? Au Nord de Nantes, une mairie prête à mettre des familles à la rue


La mairie de Nord-sur-Erdre en guerre contre des habitant-es précaires et solidaires pour faire respecter son Plan Local d’Urbanisme : reportage


À l’origine il y a une initiative solidaire : Jean-Marc Perrigot, propriétaire de 5800 m² de terrain à Nort-sur-Erdre, veut mettre à disposition un habitat léger à des familles en précarité. Et puis il y a la municipalité de Nort-sur-Erdre, prête à tout pour faire respecter son PLU.

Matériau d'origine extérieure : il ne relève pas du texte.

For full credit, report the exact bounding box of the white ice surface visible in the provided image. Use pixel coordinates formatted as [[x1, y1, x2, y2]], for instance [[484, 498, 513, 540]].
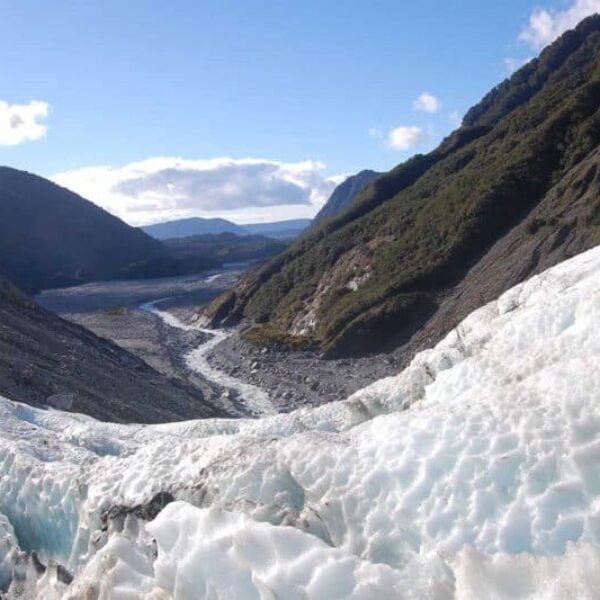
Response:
[[0, 514, 17, 590], [4, 246, 600, 597]]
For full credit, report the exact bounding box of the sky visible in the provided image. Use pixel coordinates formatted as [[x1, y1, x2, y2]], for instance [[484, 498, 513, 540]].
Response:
[[0, 0, 598, 225]]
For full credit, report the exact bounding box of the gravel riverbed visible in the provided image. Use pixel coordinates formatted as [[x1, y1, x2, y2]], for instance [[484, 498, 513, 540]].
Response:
[[38, 265, 402, 414]]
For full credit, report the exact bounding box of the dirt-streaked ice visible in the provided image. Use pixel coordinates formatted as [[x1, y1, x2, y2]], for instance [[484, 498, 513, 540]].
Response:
[[4, 246, 600, 597]]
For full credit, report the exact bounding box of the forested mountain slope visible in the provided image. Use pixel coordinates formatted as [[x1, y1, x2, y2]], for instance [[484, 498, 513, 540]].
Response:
[[205, 15, 600, 357], [0, 167, 171, 293]]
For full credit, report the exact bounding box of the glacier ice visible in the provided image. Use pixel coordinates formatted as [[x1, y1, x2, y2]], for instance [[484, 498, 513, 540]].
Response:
[[3, 245, 600, 597]]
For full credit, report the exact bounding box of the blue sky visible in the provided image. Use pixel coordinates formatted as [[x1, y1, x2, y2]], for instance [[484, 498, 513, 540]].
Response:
[[0, 0, 596, 224]]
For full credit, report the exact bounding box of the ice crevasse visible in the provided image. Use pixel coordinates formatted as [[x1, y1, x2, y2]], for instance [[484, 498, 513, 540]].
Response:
[[4, 246, 600, 597]]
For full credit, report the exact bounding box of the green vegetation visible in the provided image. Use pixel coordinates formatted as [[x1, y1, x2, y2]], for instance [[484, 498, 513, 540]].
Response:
[[241, 324, 315, 350], [206, 15, 600, 356], [163, 233, 288, 273]]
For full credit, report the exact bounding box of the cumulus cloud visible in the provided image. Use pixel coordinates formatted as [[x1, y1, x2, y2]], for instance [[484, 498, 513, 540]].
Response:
[[51, 157, 339, 226], [387, 126, 425, 151], [0, 100, 49, 146], [327, 173, 351, 187], [413, 92, 440, 113], [519, 0, 600, 49]]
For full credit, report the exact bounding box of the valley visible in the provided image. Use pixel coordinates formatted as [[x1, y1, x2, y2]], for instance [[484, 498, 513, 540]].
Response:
[[3, 6, 600, 597], [38, 264, 399, 415]]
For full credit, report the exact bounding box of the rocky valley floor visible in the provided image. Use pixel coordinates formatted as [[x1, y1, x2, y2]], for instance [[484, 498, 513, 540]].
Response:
[[38, 266, 400, 415]]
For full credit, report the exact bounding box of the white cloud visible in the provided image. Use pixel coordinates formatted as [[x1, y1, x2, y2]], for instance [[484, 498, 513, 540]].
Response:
[[51, 157, 339, 226], [519, 0, 600, 49], [0, 100, 49, 146], [327, 173, 350, 187], [387, 126, 425, 151], [413, 92, 441, 113]]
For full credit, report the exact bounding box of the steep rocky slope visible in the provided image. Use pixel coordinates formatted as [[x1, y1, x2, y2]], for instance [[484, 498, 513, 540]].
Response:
[[0, 276, 225, 423], [205, 15, 600, 357], [0, 167, 171, 293], [312, 169, 381, 226]]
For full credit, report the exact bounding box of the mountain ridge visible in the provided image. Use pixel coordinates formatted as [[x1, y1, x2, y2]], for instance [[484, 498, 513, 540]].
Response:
[[312, 170, 381, 226], [0, 167, 173, 293], [204, 14, 600, 358], [142, 217, 248, 239], [143, 217, 311, 241]]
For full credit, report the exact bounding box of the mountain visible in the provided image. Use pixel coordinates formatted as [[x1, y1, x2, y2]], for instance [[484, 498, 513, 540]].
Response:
[[142, 217, 247, 240], [163, 233, 288, 272], [205, 15, 600, 358], [0, 274, 224, 423], [0, 167, 172, 293], [3, 245, 600, 596], [312, 170, 381, 226], [241, 219, 311, 239], [143, 217, 312, 241]]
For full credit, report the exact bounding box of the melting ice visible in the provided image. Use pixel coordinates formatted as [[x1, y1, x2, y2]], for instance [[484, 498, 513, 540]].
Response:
[[4, 246, 600, 597]]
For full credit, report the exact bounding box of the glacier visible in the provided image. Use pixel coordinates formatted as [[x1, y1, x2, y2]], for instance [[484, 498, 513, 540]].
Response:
[[3, 245, 600, 597]]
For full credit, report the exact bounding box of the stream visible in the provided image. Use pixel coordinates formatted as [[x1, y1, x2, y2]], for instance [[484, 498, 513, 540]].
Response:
[[140, 298, 276, 416]]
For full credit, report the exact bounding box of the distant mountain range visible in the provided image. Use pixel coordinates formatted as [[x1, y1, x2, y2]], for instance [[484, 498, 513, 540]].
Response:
[[142, 175, 384, 241], [241, 219, 312, 239], [143, 217, 311, 241], [205, 14, 600, 358], [312, 170, 381, 226], [142, 217, 247, 239]]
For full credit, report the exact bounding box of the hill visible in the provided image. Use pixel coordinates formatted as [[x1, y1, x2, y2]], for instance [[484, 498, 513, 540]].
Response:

En juin 2015, alerté par la crise du logement, Jean-Marc Perrigot installe une première yourte sur son terrain constructible. Cet habitat léger et écologique est voué à accueillir une amie qui rencontre des difficultés à se loger en périphérie de Nantes. Il raccorde le logement aux réseaux (eau, électricité, système autonome de traitement des eaux usées) et en fait ainsi un logement décent et confortable qu’il met gratuitement à disposition de son amie.

De ce projet purement altruiste et désintéressé naît une expérience humaine riche. Ensemble, ils créent un jardin partagé, se rendent des services, partagent des moments de convivialité. En 2018, Jean-Marie décide de poursuivre l’expérience en installant une seconde yourte et permet l’installation d’un couple avec enfants, qui rencontre également des difficultés.

En juillet de la même année, Jean-Marie reçoit un courrier de la mairie de Nort-sur-Erdre le mettant en demeure de stopper les travaux. Il est convoqué quelques mois plus tard, nouveau rappel à l’ordre. Finalement, en janvier 2019, le terrain de Jean-Marie est reclassé en terrain agricole : un policier se rend sur place, un procès verbal est rédigé et transmis au procureur. Jean-Marie est finalement appelé à comparaître au tribunal correctionnel le 3 février 2023.

Alors que la loi permet de recourir à des habitats à faible impact écologique, peu coûteux et qui pourraient répondre en partie à la crise du logement, qu’est-ce qui empêche aujourd’hui les municipalité de faciliter leur installation ? Rien, si ce n’est le conformisme, le mépris de classe et la volonté de nuire.

D’un point de vue juridique, si la loi ALUR de mars 2014 donne la possibilité aux mairies d’intégrer les habitats légers dans leur plan d’urbanisme, elle est peu appliqué en pratique. Aujourd’hui la législation autour des habitats légers est tellement complexe que ceux qui s’y risquent s’exposent à des poursuites. Les habitats légers, qui peuvent pourtant apporter une réponse à la nécessité de sobriété énergétique et à la crise de logements, sont encore stigmatisés voir criminalisés.

Depuis 2015, malgré les intimidations de la mairie de Nort-sur-Erdre, «le 104 la Belletière» s’est développé et est devenu un lieu de partage intergénérationnel, social et écologique. Ce lieu d’expérimentations a vu naître une économie locale et solidaire où chacun peut laisser libre court à sa créativité.

Riches de cette expérience, les habitant-es du hameau de la Belletière ont fondé ensemble l’association «Libre Toits» pour «fédérer et défendre les intérêts et la diversité de l’habitat léger, mobile et réversible» en Loire-Atlantique.

Une pétition est en ligne afin de soutenir Jean-Marc Perrigot et les habitant-es du 104. https://www.change.org/p/habitat-leger

À l’issue de l’audience, le procureur demande 500€ d’amende et 30€ d’astreinte par jour tant que les yourtes ne seront pas démontées, et ce à compter de quatre mois après la décision du tribunal.

La décision sera rendue le 07/04/23 au tribunal correctionnel de Nantes.